Geospatial mapping to identify feasible HIV prevention and treatment strategies that target specific settings

Paula M Frew 1,2,3,4,, Chelsea S Lutz 1, Ighovwerha Ofotokun 1,4, Vincent C Marconi 1,2,4, Carlos del Rio 1,2,4
PMCID: PMC5879532  PMID: 29610750

The paper recently published by Coburn, Okano, and Blower (1) proposes the use of geospatial mapping to optimize resource allocation to eliminate HIV in Lesotho, a small landlocked country in Southern Africa with a population of about 2 million and an HIV prevalence of approximately 25% in urban centers and 21% in rural settlements. In their study, the authors describe a geostatistical framework for designing a novel treatment as prevention (TasP) for HIV elimination strategy (2). They make the argument that reaching the UNAIDS goals of 90-90-90 (diagnosed-treated-virologically suppressed) may be quite difficult in some rural communities. Consequently, they propose to focus efforts in urban areas with a high density of infection.

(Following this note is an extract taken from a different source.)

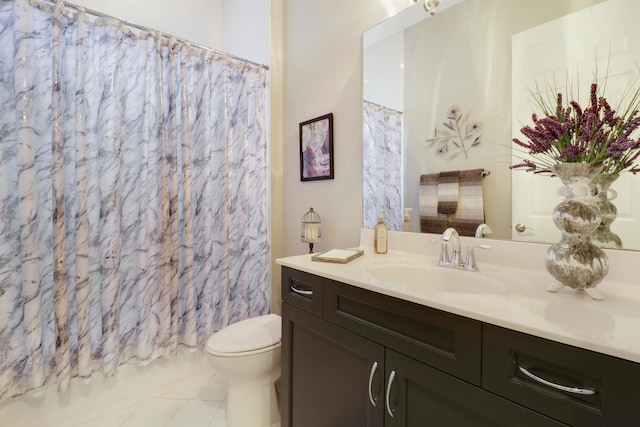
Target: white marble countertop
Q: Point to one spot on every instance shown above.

We have previously applied geospatial clustering techniques to analyze the local HIV prevalence in Atlanta, Georgia, USA and identified that there are areas within urban areas that could be characterized as having a generalized HIV epidemic according to the World Health Organization definition at the time (2). Given the severity of the HIV epidemic in the Southern US, we used geospatial techniques to demonstrate the feasibility of reaching urban “hidden populations” who were highly susceptible to HIV in order to meet HIV prevention and treatment priorities (3). In a separate study, we used geospatial analysis to explore the impact of an emergent down-referral for 5,000 patients initially receiving HIV treatment and care in a large, urban hospital clinic in Durban, South Africa; we found that patients reduced the median distance travelled to their new, down-referral clinic by about 50% (3). In such a decentralized care model, patients save time and money on travel, thereby improving retention rates. Utilizing geospatial mapping to identify which clinics to increase resources in order to respond to the down-referral process can make such large programmatic shifts more feasible.

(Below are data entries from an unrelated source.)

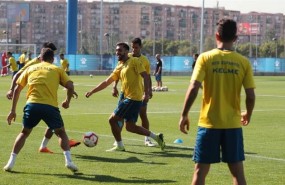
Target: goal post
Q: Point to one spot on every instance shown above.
(19, 48)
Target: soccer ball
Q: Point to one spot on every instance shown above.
(90, 139)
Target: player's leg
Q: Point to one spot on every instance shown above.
(145, 123)
(206, 152)
(233, 154)
(31, 118)
(64, 144)
(131, 117)
(116, 131)
(157, 80)
(200, 173)
(18, 145)
(54, 121)
(47, 136)
(237, 172)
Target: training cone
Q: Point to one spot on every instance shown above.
(178, 141)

Thus, although geospatial mapping itself is not a novel approach to understanding HIV prevalence patterns, Coburn et al. obtained detailed geographic knowledge of the Lesotho epidemic and linked it to programmatic responses specifically to evaluate the feasibility and success of the 90-90-90 elimination strategy (1). In the end, the authors concluded that the UNAIDS goals for a country like Lesotho, which is geographically rural and rugged with a highly transient population, needs redirection (1). Additional commentary has offered other considerations, such as the extent of antiretroviral therapy coverage in modeling, novel strategies to surmount antiretroviral therapy (ART) delivery and access issues in rural areas, and implementation of other prevention strategies (e.g., community-based testing, partner notification) that may need to be factored into future analyses (4). Other methodological challenges with the statistical and spatial application have also been addressed including data acquisition, considerable verification and cleaning requirements, analytic time demands, and establishment of and integration of datasets for subsequent modeling (5). Nonetheless, these disadvantages may offset the importance of evaluating the feasibility of complex policy and programmatic strategies for specific countries (5).

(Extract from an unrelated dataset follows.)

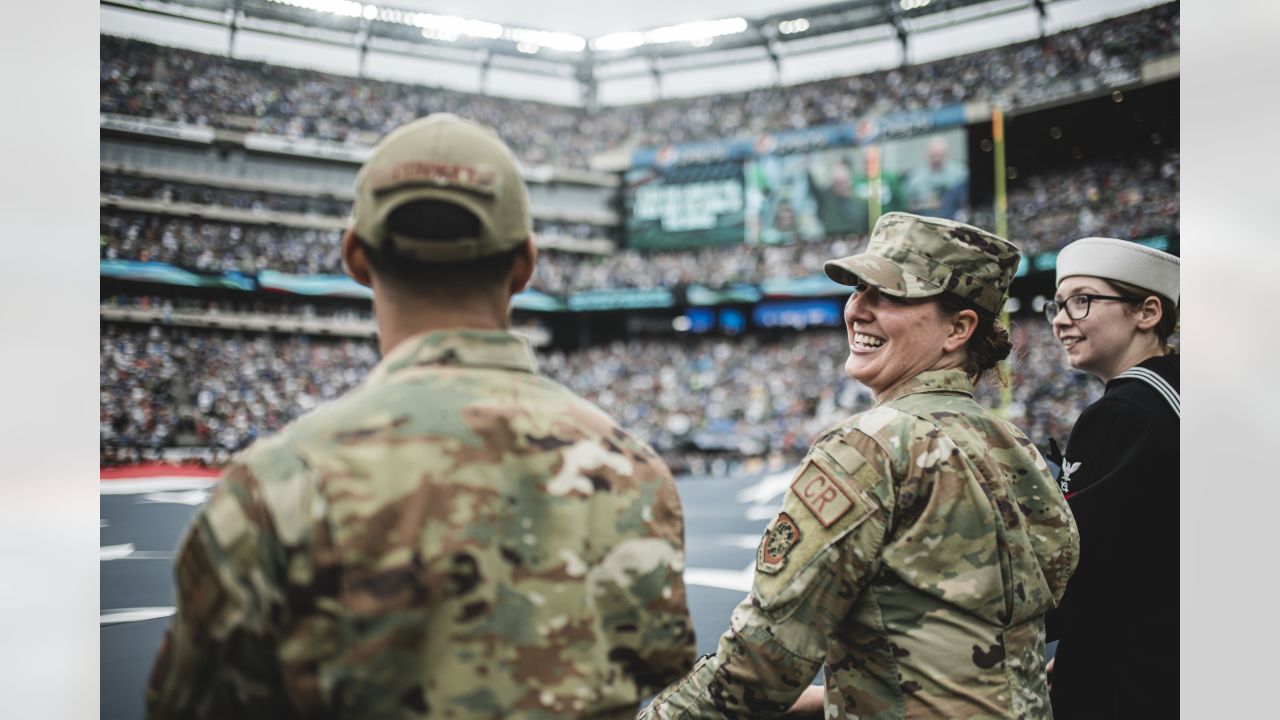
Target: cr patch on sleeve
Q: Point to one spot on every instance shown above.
(821, 493)
(780, 537)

Despite the current debate surrounding the Coburn et al. findings for UNAIDS policy and programming (1,4,6), and the implications for how to direct resources across Lesotho’s urban and rural areas, we offer our perspective on the perspective on the utility of geospatial modeling. We argue that its value extends well beyond the scope of HIV elimination. These methodological advancements inform how best to achieve optimal responses for other health conditions in sub-Saharan Africa and beyond, including endemic diseases, non-communicable diseases, and difficult to achieve clinical care needs in complex terrain and settings (7-9).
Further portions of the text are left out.